CRÔNICA DE VIAGEM: O MENINO E O LEITEIRO
Quando criança
brincava sozinho, brincava
sem saber que todas as crianças
brincam sozinhas.
Esta criança desenhava,
desenhando brincava de desdenhar tudo
porque tudo lhe parecia ser a última vez.
No chão imaginado
esticava a linha de um território gigante
tão grande que ia do muro à rua
e dali até as casas para depois delas inventar a cidade.
O circulo depois, depois do circulo
o circulo engolia a estrada, o campo e as vilas.
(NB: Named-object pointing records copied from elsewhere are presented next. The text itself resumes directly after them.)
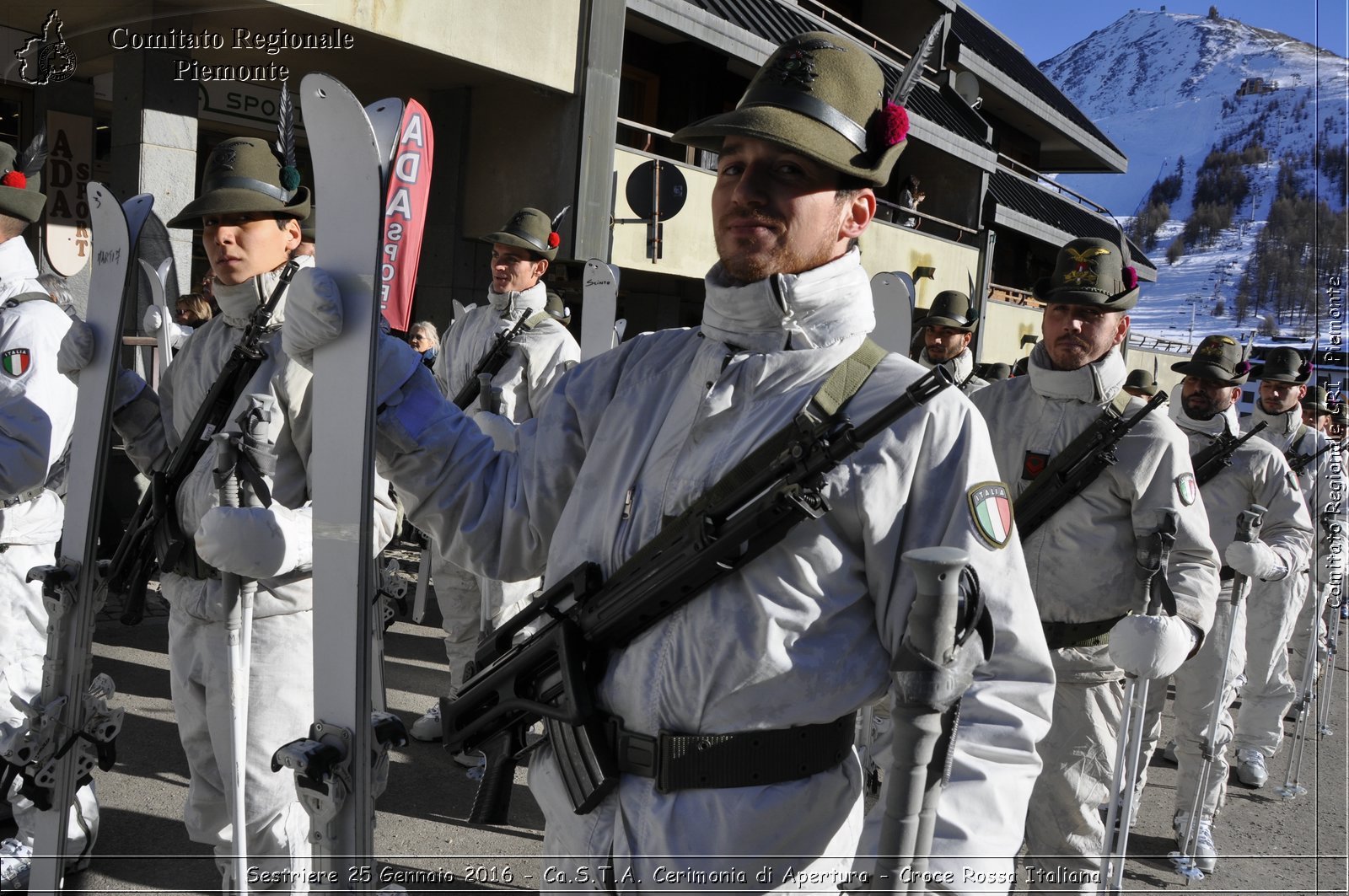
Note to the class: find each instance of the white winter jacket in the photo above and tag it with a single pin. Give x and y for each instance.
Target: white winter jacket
(37, 402)
(1083, 559)
(1324, 482)
(152, 426)
(800, 636)
(1258, 474)
(540, 357)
A linha estendida cobria a estrada imaginada,
pontilhava a terra saída do chão e os mourões agora caiados de branco.
Tudo era desapropriado.
Nada machucava a criança que era um menino
um menino que tinha estrelas mágicas na ponta dos dedos.
O circulo é mágico porque tem poderes sobrenaturais,
mas isso é segredo que não se conta nem para as formigas.
As rosas sabem porque ouviram dos enormes pés de couve que têm vida curta.
Não se pode confiar em quem vive tão pouco.
As estrelas que brilham na ponta dos dedos
Iluminam o circulo por dentro, iluminam o desenho, iluminam o menino que vive no escuro, iluminam tudo.
As estrelas migram da ponta dos dedos
e toda noite bordam no céu uma lindeza.
As matas fechadas sobre o caminhão do leiteiro
acordaram cedo, as matas nunca dormem.
O caminhão dorme motor desligado, toda gente dorme.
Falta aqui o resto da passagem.